There is something wonderful about rainy days in the Fall. The colors are still bright but are almost watercolor like when there is a screen of rain in front of them. We have a metal roof so the sound of the rain is intensified and takes me back to my childhood where the rain was always welcome to cool off those tropical Hawaiian days. Days like this are a blessing and make me feel safely tucked in and protected in my cozy little home.
Our rain barrel in the backyard has been refilled and is over capacity so the raindrops are dancing on the surface of the water that pools in the lid. In some ways the rain barrel is a reflection of my life at the moment. There is a part of my heart that has been feeling empty inside. The part that was once filled with a close and loving relationship with my mother in law and father in law. All that has been stripped away with the ugliness that has happened and us being shut out of their lives through no fault of our own. My husband and I have finally come to a place where we just have to step back and accept it for what it is. There is nothing we can do to change a situation that we have not created. When one door closes, God opens up a new one and He has done that for us. God has sent us a precious gift and one that is filling my heart to overflowing. :)
As I am wrapped up in my fuzzy warm robe while eating some hot homemade soup that is soothing my scratchy and sore throat, I am so thankful.
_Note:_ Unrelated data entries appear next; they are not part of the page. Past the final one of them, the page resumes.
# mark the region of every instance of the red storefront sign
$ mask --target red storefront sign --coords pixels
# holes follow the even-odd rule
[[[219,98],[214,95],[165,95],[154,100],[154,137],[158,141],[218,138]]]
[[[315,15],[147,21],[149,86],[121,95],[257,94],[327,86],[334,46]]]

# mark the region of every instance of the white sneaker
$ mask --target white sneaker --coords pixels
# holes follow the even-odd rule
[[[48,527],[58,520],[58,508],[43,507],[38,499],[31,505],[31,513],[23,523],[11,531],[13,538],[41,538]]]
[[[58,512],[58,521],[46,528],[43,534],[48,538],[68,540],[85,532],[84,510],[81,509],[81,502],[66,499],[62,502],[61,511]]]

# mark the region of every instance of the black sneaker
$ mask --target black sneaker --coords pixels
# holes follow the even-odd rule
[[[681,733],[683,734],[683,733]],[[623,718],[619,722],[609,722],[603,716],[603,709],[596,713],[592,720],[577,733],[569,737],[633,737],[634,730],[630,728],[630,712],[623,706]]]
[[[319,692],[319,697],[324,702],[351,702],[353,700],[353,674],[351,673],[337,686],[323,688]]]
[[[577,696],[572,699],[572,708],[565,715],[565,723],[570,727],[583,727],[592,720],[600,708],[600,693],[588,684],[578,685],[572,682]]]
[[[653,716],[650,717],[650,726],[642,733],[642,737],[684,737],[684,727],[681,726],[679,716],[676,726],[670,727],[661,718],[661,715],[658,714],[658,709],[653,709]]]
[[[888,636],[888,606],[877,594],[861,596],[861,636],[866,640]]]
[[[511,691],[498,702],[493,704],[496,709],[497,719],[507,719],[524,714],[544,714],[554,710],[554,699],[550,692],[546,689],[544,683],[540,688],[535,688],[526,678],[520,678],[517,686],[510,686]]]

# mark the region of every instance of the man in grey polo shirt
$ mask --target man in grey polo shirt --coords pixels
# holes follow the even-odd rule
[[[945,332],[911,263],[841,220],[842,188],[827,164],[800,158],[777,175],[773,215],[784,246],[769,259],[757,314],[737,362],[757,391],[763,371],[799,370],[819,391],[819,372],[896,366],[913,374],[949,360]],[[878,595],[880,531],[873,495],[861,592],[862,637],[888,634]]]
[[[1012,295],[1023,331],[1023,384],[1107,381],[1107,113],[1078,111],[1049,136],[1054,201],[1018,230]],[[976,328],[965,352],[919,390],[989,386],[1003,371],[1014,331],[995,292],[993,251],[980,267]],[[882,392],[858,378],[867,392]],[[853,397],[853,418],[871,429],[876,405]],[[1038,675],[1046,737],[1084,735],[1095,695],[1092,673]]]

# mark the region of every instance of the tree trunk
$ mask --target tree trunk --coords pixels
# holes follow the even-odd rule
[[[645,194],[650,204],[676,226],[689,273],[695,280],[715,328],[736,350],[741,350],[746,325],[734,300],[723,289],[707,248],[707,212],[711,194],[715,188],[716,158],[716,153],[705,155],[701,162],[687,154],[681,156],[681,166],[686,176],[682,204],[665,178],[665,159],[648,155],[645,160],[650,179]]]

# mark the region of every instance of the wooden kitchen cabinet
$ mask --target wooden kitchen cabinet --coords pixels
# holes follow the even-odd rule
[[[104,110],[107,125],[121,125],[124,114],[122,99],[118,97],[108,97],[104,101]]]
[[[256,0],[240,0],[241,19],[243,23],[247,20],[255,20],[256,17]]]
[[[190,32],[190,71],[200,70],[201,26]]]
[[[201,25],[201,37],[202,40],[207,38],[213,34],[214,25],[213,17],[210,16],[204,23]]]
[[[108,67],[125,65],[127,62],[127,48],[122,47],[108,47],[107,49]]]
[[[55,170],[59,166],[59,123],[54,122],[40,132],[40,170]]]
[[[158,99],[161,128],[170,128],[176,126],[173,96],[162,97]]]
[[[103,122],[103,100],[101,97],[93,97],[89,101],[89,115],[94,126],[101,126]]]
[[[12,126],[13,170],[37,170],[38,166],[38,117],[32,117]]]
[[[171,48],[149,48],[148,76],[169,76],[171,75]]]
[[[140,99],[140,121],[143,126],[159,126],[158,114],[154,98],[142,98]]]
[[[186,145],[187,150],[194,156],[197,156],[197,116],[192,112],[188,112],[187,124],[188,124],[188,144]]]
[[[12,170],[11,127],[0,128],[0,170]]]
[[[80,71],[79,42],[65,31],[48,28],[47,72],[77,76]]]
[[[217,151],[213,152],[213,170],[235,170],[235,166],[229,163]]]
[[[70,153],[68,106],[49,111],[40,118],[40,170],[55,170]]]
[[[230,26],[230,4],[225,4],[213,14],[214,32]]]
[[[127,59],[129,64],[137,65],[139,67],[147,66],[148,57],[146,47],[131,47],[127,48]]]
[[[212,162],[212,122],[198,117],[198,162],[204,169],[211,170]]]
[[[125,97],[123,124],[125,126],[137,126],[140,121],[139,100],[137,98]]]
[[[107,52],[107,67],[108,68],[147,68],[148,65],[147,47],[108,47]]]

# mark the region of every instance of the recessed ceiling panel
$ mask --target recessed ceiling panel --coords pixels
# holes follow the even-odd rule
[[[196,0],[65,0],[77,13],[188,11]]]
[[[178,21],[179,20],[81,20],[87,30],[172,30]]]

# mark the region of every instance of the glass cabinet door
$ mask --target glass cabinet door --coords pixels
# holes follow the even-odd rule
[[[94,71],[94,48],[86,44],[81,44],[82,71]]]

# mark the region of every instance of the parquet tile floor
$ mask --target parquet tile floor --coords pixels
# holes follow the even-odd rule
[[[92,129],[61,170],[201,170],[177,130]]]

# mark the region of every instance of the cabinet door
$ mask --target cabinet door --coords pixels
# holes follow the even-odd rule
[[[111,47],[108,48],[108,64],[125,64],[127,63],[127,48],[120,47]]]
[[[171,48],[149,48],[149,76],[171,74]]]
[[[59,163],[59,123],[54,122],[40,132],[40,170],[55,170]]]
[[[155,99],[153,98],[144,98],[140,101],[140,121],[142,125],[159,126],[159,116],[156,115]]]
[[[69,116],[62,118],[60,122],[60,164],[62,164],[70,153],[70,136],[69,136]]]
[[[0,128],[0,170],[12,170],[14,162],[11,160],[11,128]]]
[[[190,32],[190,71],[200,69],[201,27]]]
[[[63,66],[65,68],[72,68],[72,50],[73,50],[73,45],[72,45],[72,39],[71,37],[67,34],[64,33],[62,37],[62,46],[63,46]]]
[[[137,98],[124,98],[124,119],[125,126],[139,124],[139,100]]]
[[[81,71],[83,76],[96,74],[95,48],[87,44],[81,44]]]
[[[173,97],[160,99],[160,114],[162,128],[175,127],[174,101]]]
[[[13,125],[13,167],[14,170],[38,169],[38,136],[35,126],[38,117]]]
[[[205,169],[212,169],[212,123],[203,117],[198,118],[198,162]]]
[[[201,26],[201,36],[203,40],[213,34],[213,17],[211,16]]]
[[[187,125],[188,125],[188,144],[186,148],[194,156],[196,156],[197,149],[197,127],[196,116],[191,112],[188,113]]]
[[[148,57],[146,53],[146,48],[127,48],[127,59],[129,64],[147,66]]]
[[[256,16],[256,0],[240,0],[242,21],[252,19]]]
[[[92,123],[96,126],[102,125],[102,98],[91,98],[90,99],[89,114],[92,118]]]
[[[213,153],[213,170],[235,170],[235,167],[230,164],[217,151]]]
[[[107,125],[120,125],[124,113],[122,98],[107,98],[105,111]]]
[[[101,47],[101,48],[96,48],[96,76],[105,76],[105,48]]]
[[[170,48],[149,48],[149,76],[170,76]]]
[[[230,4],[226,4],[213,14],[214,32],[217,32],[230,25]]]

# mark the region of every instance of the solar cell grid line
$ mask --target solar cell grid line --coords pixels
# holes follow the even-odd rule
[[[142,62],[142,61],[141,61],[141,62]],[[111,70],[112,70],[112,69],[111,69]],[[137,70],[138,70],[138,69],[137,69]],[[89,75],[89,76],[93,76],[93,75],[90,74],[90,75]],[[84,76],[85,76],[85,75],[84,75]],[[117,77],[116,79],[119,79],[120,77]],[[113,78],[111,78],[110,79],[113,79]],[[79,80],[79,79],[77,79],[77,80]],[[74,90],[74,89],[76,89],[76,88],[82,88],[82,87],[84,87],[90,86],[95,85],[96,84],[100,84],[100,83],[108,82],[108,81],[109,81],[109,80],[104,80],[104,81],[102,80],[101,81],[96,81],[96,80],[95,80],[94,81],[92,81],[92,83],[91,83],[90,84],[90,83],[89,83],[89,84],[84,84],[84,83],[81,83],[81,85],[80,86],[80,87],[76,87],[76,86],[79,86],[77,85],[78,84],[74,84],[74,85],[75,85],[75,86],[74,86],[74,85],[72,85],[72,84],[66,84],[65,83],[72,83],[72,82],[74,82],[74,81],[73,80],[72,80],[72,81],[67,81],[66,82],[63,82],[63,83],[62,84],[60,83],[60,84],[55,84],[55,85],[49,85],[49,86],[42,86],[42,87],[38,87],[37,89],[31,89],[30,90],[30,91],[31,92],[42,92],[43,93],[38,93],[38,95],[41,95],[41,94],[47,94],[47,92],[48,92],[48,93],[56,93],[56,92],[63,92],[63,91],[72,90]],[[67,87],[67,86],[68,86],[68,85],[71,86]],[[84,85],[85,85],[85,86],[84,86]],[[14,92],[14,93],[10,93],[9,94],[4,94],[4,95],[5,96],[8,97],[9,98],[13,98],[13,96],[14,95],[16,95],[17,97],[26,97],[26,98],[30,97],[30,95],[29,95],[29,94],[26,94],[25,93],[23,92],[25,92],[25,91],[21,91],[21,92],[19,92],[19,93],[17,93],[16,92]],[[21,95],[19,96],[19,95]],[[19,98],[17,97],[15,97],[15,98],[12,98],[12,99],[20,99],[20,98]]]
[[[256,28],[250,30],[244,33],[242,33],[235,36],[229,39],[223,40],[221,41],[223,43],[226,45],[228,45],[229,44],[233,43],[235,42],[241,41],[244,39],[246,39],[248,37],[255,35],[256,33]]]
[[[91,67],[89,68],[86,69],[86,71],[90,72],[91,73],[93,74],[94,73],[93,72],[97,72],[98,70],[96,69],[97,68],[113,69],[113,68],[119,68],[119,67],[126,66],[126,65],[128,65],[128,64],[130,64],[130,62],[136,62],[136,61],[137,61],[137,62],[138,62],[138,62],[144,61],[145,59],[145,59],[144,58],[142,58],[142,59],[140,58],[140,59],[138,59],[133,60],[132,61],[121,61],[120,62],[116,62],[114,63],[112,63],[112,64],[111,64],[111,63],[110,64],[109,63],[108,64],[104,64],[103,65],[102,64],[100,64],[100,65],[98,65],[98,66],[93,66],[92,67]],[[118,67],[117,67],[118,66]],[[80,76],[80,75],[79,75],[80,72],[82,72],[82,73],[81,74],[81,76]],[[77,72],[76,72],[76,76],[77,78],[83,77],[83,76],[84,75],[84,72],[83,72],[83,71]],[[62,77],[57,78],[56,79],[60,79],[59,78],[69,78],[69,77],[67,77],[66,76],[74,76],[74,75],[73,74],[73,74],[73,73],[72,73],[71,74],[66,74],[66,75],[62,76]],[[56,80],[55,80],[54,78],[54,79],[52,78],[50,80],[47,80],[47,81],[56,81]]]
I'm thankful for the life giving rain that is washing away the dirt and making everything clean again while nourishing the winter wheat that is laying dormant in the ground in the fields that surround us. I am thankful to God for providing us a cozy home that will be paid off soon. I am thankful for the amazing, kind and loving husband that I have been blessed with. I am thankful for my children and grandchildren who are my true treasures here on earth and for the close relationship that we all have. I am just so thankful for it all.